The Spring Statement, announced in March, outlined that a benefit shake-up to make savings of £5bn would include tightening eligibility for Personal Independence Payment, a non-means tested benefit to support people with everyday tasks. It also outlined that people under the age of 22 could be prevented from claiming Universal Credit top-up payments for health conditions.

Other planned changes include freezing extra payments for existing claimants of Universal Credit and almost halving them for new applicants.

The government says some of the money saved will be reinvested into work programmes targeting youth unemployment.

Alongside the 12-week consultation, which ends on 30 June, the government has announced the formation of “collaboration committees” which will involve civil servants working with disability experts and those with lived experience to “provide discussion, challenge, and recommendations” to inform government proposals.

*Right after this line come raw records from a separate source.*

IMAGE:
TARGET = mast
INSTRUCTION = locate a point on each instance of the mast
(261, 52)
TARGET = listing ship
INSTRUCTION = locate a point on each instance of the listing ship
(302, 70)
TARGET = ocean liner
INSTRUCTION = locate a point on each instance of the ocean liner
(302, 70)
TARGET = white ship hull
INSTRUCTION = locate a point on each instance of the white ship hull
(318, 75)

Fazilet Hadi, head of policy at Disability Rights UK, a DDPO, said there was an “anger and sense of betrayal” felt by millions of disabled people over the cuts which she described as “the Government’s massive attack on the incomes of disabled people”.

Svetlana Kotova, director of campaigns and justice at Inclusion London, another DDPO… said: “Massive cuts to financial support will push disabled people, including children, into poverty, the government is not even consulting on the most significant cuts”

That’s the nub of the matter:

The government claims to be consulting disabled people, but the most damaging elements of these reforms — the cuts themselves — aren’t even part of the consultation. This isn’t real engagement, it’s optics. You can’t build inclusive policy by excluding people from decisions that affect their survival.

The consultation does not cover all of the government’s proposals. The most controversial aspects — the actual withdrawal of financial support (like limiting PIP eligibility, halving Universal Credit top-ups for new claimants, and freezing existing extras) — are not up for debate. These fiscal elements are essentially pre-decided, ring-fenced from public input. What is up for consultation are things like implementation details, service design, and work support — the how, not the whether.

This creates a deeply problematic dynamic:

  • Disabled people are being invited to “engage” in a process where the most harmful outcomes for them are already locked in.
  • It undermines trust — it feels like a box-ticking exercise, not genuine co-production or listening.
  • It weaponizes consultation — the government can claim legitimacy and inclusion by pointing to the consultation, even though the central decisions are immune to influence.

No wonder DDPOs are considering walking away. They’re being asked to legitimize a process that could severely harm their communities, and that they weren’t meaningfully included in shaping from the outset.

You can respond to the consultation via the government’s website, here – and if you are disabled, This Writer would certainly invite you to do so – if only to make this point:

You can’t ‘consult’ people on the colour of the axe you’re swinging at them and call it a meaningful dialogue.